The rule was set to go into effect on Jan. 22, two days after Trump left office. The Biden administration immediately delayed its implementation to March 22 as part of a sweeping review of pending regulations. It then sought input about delaying it until July.
FQHCs have blasted the rule, claiming it would create new bureaucratic hurdles and raise their costs. That antipathy was echoed in the submitted comments. They not only welcomed the delay, but many asked that the entire rule be struck down.
“We urge the Administration to consider a fresh review of the previously submitted comments and ultimately rescind this regulation,” wrote Sean Philpott-Jones, vice president for government relations and grants management at the Hudson Headwaters Health Network in Queensbury, N.Y.
“While we are supportive of policies to make these medications more affordable for patients, the AAFP is concerned that the final rule will have limited benefit for low-income patients and reduce the profit margin of community health centers, which is ultimately used to improve access to care for other patients and services,” noted its comment letter, signed by AAFP Chairman Gary LeRoy, M.D.
Most of the comments reflected the following key points:
- The rule has no basis or precedent in law
- It would take months to come into compliance and possibly delay COVID-19 vaccination efforts
- Clinical and billing software would require extensive and pricey upgrades to monitor shifts in pricing for drugs
- Contract pharmacies working with clinics would balk at the new rule and stop working with the clinics
- The rule and the executive order are “based on fundamental misunderstandings regarding how community health centers and the 340B program operate.”
“The responses are very process-oriented,” said Colleen Meiman, a policy advisor for state and regional primary care associations.

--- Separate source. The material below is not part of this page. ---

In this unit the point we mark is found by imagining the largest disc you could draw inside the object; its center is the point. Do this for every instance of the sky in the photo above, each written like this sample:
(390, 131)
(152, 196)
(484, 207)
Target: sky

She noted that HRSA struggled to craft a rule based on Trump’s executive order. “He said that community clinics were charging massive full-on prices for drugs…to say we’re profiting off of low-income patients is so wrong as to be insulting.”
Were the rule to be implemented in its present form, Meiman fears that offering insulin at, say, a penny to a patient with income below 350 percent of the federal poverty level would lock that in as a “usual and customary” charge. As a result, insurers would only pay the clinics a penny while potentially collecting rebates from the manufacturers.
“I think it just needs to be killed flat out,” Meiman said.
The Biden administration is expected to issue a response to the comments made on the proposed rule before March 22.